I enjoyed it, just the same. Dr. Lewis treated us like students, with lectures and quizzes and frightened reading. He was a fine teacher and a brilliant scientist, and we loved him.

He gave us all a turn at each phase of the work. I started on surface mapping and then worked with the drill crews, who were taking cores through the basalt and into the granite thousands of feet beneath. Then I worked on taking gravimetric and seismic readings. We had fine team spirit and we all knew we were getting priceless training in field geophysics. I decided privately that after the war I would take my doctorate in geophysics. Under Dr. Lewis, of course.

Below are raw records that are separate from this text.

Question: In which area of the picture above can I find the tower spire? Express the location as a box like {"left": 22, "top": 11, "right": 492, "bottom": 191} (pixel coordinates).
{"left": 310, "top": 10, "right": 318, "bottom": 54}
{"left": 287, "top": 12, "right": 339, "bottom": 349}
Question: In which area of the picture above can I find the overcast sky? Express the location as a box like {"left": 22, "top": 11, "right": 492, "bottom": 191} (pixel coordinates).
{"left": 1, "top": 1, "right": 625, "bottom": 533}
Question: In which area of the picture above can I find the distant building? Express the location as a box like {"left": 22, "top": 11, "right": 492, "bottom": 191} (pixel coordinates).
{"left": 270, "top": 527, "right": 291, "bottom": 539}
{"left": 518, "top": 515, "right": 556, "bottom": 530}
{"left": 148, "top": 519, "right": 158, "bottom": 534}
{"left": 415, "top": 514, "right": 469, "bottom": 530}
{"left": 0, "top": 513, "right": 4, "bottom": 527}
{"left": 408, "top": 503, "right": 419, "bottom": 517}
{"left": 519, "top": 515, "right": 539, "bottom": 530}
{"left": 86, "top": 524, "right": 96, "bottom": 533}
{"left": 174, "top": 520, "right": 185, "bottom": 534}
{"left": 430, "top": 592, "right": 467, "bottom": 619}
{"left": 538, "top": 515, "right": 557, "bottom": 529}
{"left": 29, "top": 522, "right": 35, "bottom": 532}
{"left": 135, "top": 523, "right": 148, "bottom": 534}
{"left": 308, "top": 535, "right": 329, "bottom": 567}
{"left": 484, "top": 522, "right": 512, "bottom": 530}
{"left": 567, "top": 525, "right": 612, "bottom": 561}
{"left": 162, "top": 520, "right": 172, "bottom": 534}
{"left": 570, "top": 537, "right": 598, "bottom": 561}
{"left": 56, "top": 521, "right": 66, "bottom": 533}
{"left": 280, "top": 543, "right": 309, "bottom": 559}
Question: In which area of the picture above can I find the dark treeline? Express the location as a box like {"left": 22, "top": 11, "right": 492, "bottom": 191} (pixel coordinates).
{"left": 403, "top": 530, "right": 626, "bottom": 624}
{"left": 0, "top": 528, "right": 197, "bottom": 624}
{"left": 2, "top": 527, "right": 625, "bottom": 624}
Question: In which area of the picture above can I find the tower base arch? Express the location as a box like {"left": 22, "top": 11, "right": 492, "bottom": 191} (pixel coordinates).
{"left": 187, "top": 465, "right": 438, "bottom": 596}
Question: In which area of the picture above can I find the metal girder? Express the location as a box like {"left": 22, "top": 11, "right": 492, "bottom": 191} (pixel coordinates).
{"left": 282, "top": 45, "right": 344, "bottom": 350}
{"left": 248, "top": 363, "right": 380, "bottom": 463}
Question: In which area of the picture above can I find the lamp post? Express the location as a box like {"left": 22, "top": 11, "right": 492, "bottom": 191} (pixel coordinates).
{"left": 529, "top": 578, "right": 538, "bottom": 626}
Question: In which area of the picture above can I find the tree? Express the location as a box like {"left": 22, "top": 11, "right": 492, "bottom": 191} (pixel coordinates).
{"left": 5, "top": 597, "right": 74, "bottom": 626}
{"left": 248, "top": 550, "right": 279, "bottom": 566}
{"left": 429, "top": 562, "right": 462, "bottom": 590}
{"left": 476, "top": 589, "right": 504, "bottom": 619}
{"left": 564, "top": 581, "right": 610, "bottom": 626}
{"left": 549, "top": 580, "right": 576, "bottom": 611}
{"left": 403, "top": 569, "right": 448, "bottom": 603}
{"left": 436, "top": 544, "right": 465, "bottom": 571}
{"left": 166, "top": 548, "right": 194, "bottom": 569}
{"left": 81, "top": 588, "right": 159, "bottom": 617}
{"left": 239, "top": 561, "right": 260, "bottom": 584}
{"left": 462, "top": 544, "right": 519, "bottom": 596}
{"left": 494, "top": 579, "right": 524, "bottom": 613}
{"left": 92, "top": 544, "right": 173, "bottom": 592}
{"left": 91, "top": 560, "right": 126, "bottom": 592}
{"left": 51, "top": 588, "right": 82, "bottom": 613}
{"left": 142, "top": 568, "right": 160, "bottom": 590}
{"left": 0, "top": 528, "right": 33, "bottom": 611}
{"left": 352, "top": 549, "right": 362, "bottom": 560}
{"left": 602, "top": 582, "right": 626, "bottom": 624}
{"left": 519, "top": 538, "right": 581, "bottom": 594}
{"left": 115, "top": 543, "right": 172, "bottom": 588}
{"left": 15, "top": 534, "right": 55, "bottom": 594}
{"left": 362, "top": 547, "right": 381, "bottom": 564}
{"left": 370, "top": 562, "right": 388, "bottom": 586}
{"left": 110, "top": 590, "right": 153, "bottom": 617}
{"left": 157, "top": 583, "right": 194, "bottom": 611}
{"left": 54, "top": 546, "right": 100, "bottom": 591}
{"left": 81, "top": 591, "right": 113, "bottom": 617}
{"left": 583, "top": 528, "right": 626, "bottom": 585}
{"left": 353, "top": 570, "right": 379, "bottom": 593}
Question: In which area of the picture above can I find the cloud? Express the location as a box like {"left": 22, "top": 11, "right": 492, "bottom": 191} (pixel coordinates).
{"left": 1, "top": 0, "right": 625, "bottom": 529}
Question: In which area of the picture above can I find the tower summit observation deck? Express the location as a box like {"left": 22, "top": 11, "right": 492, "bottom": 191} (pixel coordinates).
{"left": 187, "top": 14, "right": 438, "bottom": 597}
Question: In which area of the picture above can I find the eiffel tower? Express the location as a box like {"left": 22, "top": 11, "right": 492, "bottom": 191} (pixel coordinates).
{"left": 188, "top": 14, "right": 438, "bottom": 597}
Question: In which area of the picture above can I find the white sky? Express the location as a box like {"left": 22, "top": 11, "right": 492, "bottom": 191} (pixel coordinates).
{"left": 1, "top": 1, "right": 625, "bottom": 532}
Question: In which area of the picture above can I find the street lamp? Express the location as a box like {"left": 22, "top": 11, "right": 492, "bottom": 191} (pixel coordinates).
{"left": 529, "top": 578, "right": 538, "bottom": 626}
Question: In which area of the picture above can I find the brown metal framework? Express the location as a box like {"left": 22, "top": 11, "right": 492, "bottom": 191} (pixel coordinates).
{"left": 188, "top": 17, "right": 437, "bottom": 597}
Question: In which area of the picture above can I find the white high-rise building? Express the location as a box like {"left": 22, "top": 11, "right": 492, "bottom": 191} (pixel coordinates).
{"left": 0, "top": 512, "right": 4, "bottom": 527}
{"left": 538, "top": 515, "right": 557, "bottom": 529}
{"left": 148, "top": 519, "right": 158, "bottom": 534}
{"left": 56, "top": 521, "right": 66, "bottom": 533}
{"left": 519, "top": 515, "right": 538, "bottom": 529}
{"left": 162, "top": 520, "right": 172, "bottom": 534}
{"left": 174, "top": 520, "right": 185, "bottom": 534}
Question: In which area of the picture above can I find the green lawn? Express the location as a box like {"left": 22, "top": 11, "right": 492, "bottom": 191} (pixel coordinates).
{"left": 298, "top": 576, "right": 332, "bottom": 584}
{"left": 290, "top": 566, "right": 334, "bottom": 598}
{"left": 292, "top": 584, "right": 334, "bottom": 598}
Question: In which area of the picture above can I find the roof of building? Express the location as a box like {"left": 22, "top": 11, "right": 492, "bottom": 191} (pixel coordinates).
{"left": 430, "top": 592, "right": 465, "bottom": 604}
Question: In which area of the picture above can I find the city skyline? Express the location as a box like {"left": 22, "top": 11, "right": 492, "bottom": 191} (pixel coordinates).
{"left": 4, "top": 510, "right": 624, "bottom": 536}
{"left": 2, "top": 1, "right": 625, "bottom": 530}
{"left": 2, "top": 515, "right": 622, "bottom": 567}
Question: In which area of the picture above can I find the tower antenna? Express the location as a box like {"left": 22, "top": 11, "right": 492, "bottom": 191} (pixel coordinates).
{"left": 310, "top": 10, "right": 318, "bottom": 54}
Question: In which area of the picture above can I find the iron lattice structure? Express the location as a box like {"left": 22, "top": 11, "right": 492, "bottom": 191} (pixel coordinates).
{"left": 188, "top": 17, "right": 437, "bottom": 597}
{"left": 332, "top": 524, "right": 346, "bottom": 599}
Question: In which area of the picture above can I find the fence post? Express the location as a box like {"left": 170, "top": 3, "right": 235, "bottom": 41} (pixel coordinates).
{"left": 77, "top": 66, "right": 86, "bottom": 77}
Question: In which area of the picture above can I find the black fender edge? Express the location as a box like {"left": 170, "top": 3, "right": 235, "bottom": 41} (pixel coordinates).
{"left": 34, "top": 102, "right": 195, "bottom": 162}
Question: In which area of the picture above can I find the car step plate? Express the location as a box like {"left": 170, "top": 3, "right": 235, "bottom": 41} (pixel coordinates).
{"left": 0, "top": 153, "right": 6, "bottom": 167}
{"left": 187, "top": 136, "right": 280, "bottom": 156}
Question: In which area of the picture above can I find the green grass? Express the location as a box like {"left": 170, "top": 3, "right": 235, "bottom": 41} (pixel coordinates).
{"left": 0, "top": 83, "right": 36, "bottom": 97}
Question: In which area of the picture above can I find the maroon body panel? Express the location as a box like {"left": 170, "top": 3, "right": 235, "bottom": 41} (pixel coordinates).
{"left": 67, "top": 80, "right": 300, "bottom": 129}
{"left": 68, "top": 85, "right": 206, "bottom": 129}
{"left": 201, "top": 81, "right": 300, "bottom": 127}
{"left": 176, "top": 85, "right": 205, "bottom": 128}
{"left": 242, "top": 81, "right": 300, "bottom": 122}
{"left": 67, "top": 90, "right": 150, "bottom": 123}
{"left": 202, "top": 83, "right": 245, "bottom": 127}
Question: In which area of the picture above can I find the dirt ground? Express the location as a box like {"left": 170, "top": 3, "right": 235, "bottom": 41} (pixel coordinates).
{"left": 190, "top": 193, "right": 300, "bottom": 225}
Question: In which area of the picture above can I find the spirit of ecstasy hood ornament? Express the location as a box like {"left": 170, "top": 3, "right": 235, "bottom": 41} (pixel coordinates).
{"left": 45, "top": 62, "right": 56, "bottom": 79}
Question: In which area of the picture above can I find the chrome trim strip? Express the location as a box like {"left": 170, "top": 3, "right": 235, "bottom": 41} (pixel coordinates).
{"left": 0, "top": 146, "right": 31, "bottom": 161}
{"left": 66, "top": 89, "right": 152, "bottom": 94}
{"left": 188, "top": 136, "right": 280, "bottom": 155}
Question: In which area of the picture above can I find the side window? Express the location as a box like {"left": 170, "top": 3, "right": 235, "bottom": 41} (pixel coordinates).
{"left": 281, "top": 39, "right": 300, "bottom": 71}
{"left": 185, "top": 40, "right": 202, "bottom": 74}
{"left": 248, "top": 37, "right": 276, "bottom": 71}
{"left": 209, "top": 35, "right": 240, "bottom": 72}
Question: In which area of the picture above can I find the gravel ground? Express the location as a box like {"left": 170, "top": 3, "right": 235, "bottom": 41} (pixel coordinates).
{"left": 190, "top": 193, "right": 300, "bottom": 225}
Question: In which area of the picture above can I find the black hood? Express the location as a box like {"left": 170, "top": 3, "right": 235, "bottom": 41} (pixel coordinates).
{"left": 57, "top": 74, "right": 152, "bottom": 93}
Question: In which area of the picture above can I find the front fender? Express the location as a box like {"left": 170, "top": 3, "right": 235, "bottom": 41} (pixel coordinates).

In early summer of 1944 the field phase ended. The contract drillers left. We packed tons of well logs and many boxes of gravimetric data sheets and seismic tapes for a move to Dr. Lewis’s Midwestern university. There we would get more months of valuable training while we worked our data into a set of structure contour maps. We were all excited and talked a lot about being with girls again and going to parties. Then the army said part of the staff had to continue the field search. For technical compliance, Dr. Lewis decided to leave one man, and he chose me.